IGF1R signaling is constitutively active in many human cancers and the IGF1R/AKT/MMP2 axis plays crucial roles in tumor invasion. In human glioma cancer cells, miR-383 expression was suppressed. MiR-383 mimic significantly reduced the invasive ability of U87MG glioma cell, while miR-383 suppression dramatically increased the A172 cell invasion. Further studies demonstrated that IGF1R was a direct target of miR-383, which regulated the IGF1R/AKT signaling pathway and MMP2 expression, thereby influencing glioma cell invasion [18]. Moreover, PARP2 expression was higher in the cervical cancerous tissue compared to the paracancerous tissues.

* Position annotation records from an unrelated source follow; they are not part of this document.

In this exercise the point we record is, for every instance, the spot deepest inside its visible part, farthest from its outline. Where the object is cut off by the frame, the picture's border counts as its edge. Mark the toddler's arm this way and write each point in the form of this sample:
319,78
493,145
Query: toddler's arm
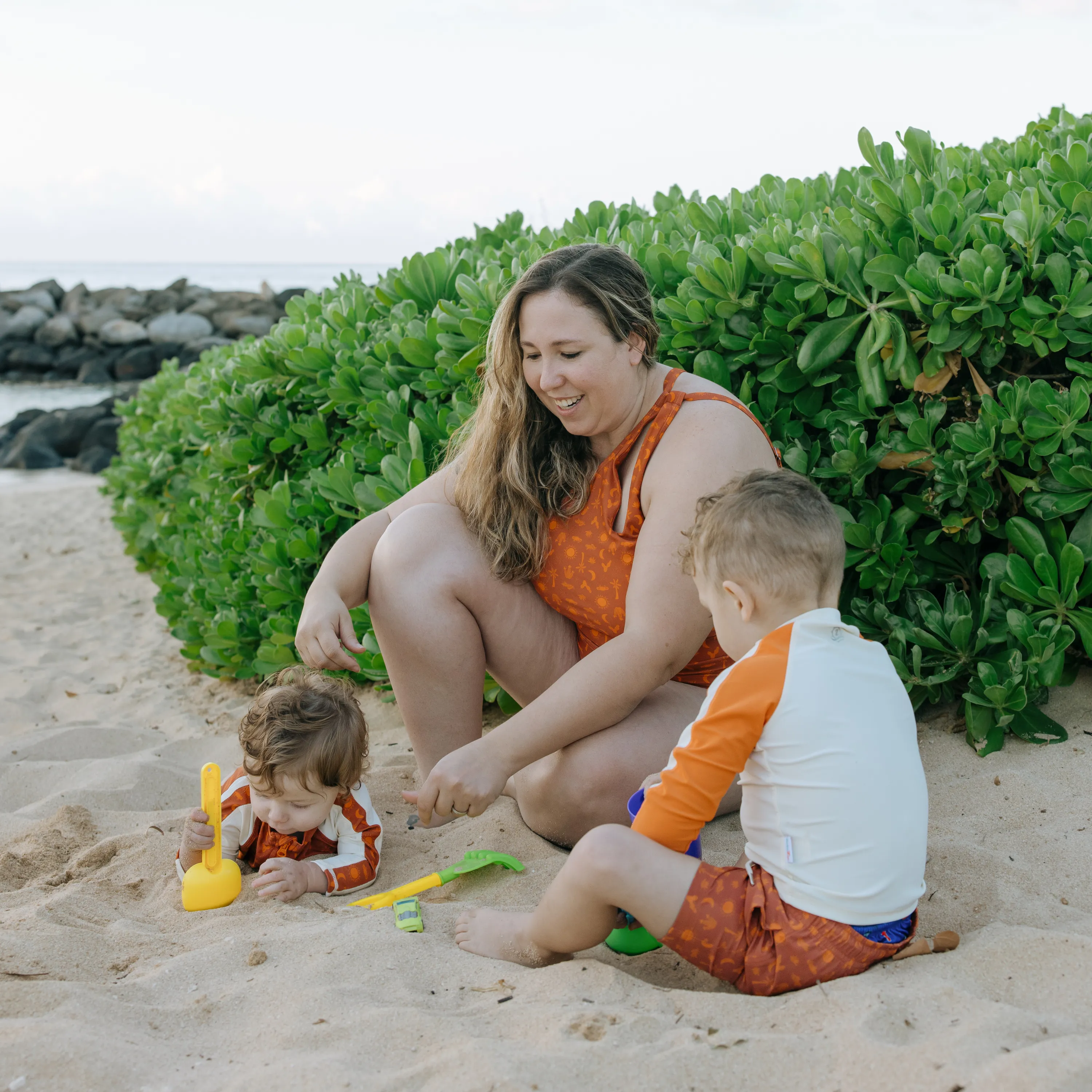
716,747
360,839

The high expression of PARP2 was associated with high expression of PI3K, AKT, and mTOR. MiR-383 suppressed the expression of PARP2, reduced the activity of PI3K-AKT-mTOR signaling, and inhibited cell migration and invasion [47].

 Figure 1 

MiR-383 Regulates Cancer Cell Proliferation. MiR-383 overexpression suppressed cell proliferation via inhibition of the expression of CCND1, CREPT, VEGF-A, and others, while it increased proliferation by inhibiting the expression of CASP2. Green arrows indicate promotion and red lines indicate suppression.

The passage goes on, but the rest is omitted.